Short Takes: House Insurance and more

I’ll use the fact that it’s Friday as an excuse for not coming up with something clever for April Fools’ Day this year. As inadequate compensation, I’ve got more opinions than usual about the posts I’m highlighting this week.

Rob Carrick explains that the increasing cost of house insurance is largely due to water damage. An insurance company executive is quoted as saying that the cost of house insurance is actually coming down when measured as the cost per $1000 of coverage. I wonder if this is $1000 worth of house or if it is $1000 worth of property including land. If it is the latter, I’m not impressed. The earth my house sits on has been growing in value faster than my house, but insurance costs are more closely related to the replacement cost of just my house.

Canadian Tax Resource explains the complications that result when withdrawing money from a spousal RRSP less than 3 years after the last spousal contribution. The bottom line is that you should avoid breaking the 3-year rule if you can.

Canadian Mortgage Trends explains the interest rate differential (IRD) penalty that you have to pay when you break a mortgage.

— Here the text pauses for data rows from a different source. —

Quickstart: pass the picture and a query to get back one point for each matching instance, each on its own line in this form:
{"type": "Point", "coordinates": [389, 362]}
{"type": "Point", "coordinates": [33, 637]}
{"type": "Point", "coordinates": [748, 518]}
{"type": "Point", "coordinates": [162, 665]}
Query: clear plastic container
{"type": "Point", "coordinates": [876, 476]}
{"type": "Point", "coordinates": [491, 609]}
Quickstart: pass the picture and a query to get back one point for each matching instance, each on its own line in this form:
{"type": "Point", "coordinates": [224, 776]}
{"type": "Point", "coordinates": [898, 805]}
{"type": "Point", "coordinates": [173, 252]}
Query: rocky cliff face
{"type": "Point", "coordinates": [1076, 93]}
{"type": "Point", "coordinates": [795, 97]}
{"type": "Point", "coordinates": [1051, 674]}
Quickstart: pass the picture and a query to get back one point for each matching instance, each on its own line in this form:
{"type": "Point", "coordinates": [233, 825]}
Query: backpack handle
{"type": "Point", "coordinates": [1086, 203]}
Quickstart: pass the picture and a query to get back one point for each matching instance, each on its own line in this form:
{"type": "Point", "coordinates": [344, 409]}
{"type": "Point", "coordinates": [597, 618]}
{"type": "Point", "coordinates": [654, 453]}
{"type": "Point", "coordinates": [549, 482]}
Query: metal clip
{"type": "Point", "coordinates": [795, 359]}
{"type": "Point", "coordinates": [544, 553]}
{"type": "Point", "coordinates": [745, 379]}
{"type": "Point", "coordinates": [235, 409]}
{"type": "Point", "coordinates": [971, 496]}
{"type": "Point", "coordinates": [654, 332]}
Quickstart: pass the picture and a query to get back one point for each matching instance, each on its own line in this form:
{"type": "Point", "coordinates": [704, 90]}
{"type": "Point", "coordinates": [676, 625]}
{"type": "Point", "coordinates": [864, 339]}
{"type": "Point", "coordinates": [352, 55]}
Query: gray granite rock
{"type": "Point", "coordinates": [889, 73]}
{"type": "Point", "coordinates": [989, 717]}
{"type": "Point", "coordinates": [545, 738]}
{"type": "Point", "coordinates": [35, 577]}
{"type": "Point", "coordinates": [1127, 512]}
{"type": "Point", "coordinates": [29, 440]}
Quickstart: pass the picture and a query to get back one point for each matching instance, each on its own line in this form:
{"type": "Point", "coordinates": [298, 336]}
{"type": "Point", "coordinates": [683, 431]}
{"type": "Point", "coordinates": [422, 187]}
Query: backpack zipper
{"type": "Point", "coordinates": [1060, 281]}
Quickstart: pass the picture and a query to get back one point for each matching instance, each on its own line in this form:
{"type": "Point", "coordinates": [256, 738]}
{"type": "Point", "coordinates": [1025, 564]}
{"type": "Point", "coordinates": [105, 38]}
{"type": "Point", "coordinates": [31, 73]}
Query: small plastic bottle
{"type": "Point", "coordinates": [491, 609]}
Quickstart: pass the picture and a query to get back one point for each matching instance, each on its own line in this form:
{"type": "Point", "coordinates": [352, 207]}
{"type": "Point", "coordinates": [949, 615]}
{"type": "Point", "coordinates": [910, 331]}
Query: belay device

The principal behind IRDs is sound in that it compensates the bank for losses on a profitable mortgage. You get the benefit if you lock in and rates go up. The bank should benefit if you lock in and rates go down. The problem is the games that banks play with the “comparison rate” that is used to calculate the amount of the IRD. You could also make a case for taking into account mortgage provisions that allow you to increase payments or make lump sum payments once per year.

Money Smarts explains why Canadians aren’t actually withdrawing money from their RRSPs at an alarming rate. Some scary statistics can be explained by the distinction between RRSPs and RRIFs.

Big Cajun Man isn’t too happy with Pay Day Loan companies.

Financial Highway offers some reasons for keeping your land line. The fact that a post like this exists is evidence that many people are choosing to drop their land lines.


  1. Thanks for the mention.

    I'm pretty sure the insurance coverage is mostly for the house. Unless you have a garage, I'm not sure what else you could claim.

  2. @Mike: I agree. That's why I'm skeptical of the claim that house insurance costs are dropping measured per $1000 of coverage. Suppose that over 5 years my house insurance premium rose from $500 to $1000. During that time, my home's value rose from $250,000 to $550,000, but the replacement cost of just the house (not land) rose from $150,000 to $200,000. Measured relative to the overall price of my home, my premium dropped, but measured relative to the replacement cost of my house, my premium rose.